De manera que, hoy como ayer, se enfrentan dos
representaciones diametralmente opuestas de lo popular: el
racismo de clase de los unos sirve para denunciar el populismo
de los otros.

Notas al pie :

1. Philippe Roger, “Le roman du populisme”, dans Populismes,


Critique, n° 776-777, París, enero/febrero-2012.
2. Claude Grignon y Jean-Claude Passeron, Le Savant et le
Populaire, Seuil, París, 1989.
3. Pierre-André Taguieff, L’Illusion populiste.
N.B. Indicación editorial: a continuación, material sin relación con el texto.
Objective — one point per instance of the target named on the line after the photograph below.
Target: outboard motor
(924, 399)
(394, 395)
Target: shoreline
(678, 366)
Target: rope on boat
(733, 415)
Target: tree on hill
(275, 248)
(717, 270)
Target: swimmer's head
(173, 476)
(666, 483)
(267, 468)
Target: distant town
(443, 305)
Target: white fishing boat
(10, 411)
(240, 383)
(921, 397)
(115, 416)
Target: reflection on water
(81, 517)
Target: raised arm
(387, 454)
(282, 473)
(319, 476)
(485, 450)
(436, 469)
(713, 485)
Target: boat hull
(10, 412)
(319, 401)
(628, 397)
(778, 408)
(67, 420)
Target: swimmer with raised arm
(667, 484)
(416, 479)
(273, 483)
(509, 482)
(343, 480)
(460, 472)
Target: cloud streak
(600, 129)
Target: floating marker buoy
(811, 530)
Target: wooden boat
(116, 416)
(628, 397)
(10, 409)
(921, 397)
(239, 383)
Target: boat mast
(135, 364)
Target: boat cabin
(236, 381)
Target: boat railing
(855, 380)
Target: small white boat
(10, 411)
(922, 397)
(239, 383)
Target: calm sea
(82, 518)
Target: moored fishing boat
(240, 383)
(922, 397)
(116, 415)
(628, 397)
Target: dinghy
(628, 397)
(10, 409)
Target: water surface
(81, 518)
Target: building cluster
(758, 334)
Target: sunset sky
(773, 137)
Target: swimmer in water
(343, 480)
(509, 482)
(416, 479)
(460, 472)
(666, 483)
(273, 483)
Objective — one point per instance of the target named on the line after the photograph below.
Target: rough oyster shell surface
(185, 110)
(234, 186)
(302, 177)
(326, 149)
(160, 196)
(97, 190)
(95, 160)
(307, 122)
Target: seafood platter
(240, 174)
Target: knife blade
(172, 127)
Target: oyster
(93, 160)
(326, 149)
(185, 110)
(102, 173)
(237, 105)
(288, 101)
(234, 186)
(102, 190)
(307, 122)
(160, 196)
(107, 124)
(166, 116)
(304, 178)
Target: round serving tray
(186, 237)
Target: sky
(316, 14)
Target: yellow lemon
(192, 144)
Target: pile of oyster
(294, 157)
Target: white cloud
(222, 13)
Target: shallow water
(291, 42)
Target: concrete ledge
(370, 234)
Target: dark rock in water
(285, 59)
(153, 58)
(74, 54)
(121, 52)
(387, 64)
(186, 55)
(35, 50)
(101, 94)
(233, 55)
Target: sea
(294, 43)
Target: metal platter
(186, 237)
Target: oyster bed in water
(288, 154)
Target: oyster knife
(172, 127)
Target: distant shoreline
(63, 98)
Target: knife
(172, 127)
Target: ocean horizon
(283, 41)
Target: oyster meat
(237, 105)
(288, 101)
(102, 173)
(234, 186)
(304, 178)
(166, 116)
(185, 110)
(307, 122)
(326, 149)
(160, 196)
De l’archaïque au
médiatique, Berg International, París, 2002.
4. Véase Serge Halimi, “Le populisme, voilà l’ennemi!”, Le Monde
diplomatique, abril de 1996.
5. Nonna Mayer, “Le populisme est-il fatal ?”, Populismes,
Critique, op. cit.
6. Eso propone Jacques Rancière con “L’introuvable populisme”,
en Qu’est-ce qu’un peuple?, La Fabrique, París, 2013. En cuanto a
las “Vingt-quatre notes sur les usages du mot peuple”
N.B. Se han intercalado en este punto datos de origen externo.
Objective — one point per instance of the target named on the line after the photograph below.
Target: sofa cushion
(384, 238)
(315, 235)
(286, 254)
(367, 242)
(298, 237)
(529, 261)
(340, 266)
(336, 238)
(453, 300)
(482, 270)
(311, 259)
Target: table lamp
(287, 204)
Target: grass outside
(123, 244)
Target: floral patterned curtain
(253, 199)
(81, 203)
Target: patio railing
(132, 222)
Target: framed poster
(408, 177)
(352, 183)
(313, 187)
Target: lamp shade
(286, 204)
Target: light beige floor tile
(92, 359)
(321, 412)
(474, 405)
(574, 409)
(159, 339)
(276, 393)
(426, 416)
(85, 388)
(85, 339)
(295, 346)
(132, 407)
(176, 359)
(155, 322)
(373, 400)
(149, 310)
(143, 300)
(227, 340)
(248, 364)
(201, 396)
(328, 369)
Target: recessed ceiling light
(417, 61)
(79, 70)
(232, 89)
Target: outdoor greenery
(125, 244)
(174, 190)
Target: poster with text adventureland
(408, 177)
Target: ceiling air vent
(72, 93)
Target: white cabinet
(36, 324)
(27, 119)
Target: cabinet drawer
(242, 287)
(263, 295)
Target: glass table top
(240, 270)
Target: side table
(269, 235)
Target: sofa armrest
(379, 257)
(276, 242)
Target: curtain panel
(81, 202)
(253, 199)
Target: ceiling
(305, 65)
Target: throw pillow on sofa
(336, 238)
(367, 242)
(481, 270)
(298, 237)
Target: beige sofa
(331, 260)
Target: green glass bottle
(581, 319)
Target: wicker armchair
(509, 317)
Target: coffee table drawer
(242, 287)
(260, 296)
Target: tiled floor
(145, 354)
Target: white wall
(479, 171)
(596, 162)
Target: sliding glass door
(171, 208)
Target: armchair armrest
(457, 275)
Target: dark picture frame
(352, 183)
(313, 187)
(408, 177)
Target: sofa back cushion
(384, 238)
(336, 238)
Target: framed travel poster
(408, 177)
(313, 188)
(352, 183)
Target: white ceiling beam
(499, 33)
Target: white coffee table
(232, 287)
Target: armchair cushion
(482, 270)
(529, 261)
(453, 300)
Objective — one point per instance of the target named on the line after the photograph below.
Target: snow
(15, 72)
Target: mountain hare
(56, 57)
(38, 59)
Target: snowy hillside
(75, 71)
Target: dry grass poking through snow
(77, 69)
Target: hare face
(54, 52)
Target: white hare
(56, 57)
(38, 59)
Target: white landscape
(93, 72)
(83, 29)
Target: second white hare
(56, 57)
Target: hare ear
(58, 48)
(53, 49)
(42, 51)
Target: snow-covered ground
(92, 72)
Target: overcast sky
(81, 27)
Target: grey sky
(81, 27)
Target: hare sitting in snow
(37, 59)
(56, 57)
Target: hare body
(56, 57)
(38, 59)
propuestas en el mismo libro por Alain Badiou, sin gran dificultad
pueden reducirse a tres: “nacional”, “obrero”, “racial”.
7. Cf. Robert Castel, “Pourquoi la classe ouvrière a perdu la
partie”, en La Montée des incertitudes. Travail, protections,
statut de l’individu, Seuil, 2009.
8. Sobre esta distinción entre “established” y “outsiders”, cf.
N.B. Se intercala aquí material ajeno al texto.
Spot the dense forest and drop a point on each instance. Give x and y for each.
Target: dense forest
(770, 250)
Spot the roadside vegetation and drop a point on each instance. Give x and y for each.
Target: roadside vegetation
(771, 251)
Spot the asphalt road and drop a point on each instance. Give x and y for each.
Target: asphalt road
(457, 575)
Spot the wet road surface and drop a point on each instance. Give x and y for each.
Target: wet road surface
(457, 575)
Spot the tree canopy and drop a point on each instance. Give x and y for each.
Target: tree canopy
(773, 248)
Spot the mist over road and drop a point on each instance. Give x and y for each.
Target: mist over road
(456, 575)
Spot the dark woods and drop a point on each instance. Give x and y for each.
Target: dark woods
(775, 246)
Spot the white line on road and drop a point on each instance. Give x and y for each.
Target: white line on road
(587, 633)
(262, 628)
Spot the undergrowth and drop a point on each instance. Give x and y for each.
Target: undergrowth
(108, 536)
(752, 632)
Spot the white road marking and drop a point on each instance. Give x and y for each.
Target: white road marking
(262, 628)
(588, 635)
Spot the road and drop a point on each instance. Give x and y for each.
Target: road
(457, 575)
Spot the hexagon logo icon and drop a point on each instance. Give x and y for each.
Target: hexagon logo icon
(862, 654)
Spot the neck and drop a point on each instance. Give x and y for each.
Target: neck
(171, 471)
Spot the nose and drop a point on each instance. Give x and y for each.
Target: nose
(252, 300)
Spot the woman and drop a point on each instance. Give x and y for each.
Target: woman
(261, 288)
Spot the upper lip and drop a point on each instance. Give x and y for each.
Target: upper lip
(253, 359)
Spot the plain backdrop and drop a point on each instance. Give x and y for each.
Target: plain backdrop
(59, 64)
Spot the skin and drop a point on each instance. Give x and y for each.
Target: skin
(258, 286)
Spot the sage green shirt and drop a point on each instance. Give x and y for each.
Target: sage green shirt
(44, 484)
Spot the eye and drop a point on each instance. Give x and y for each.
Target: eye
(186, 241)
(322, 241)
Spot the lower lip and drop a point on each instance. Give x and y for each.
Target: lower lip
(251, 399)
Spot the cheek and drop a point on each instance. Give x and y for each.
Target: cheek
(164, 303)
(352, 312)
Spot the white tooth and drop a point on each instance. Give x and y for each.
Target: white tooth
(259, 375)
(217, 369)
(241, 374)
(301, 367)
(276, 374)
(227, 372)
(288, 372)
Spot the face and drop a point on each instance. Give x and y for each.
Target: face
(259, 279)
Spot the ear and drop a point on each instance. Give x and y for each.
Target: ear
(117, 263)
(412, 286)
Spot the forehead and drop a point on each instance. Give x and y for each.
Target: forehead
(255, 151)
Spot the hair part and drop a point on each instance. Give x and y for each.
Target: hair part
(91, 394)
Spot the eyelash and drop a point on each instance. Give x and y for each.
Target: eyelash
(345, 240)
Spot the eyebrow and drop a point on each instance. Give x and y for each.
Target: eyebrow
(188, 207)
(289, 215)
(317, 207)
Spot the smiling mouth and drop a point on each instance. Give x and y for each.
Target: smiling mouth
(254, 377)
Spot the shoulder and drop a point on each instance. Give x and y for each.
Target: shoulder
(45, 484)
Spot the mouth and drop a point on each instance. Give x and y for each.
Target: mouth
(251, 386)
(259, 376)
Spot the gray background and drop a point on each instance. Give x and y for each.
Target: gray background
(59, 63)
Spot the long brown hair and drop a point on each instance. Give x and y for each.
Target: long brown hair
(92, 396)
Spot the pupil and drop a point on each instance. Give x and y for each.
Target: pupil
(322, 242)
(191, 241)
Norbert Elias et John L. Scotson, Logiques de l’exclusion. Enquête
sociologique au cœur des problèmes d’une communauté, Fayard,
París, 1997 (1re éd. : 1965).
9. New English Weekly, Londres, 16-6-1938. Citado por Jean-
Claude Michéa, Orwell, anarchiste tory, Climats, Castelnau, 2000.
10. Véase Céline Braconnier y Jean-Yves Dormagen, “Ce que
s’abstenir veut dire”, Le Monde diplomatique, 5-2014.
11. Robert Castel, “Pourquoi la classe ouvrière a perdu la partie”,
op. cit.
12. El “beauf” es un personaje de historieta inventado por Cabu
en los años 70. Encarna a un ideal-tipo racista, sexista y
homófobo. En esa misma época, la historieta de Binet Les
Bidochon pone en escena a personajes de ese mismo estilo.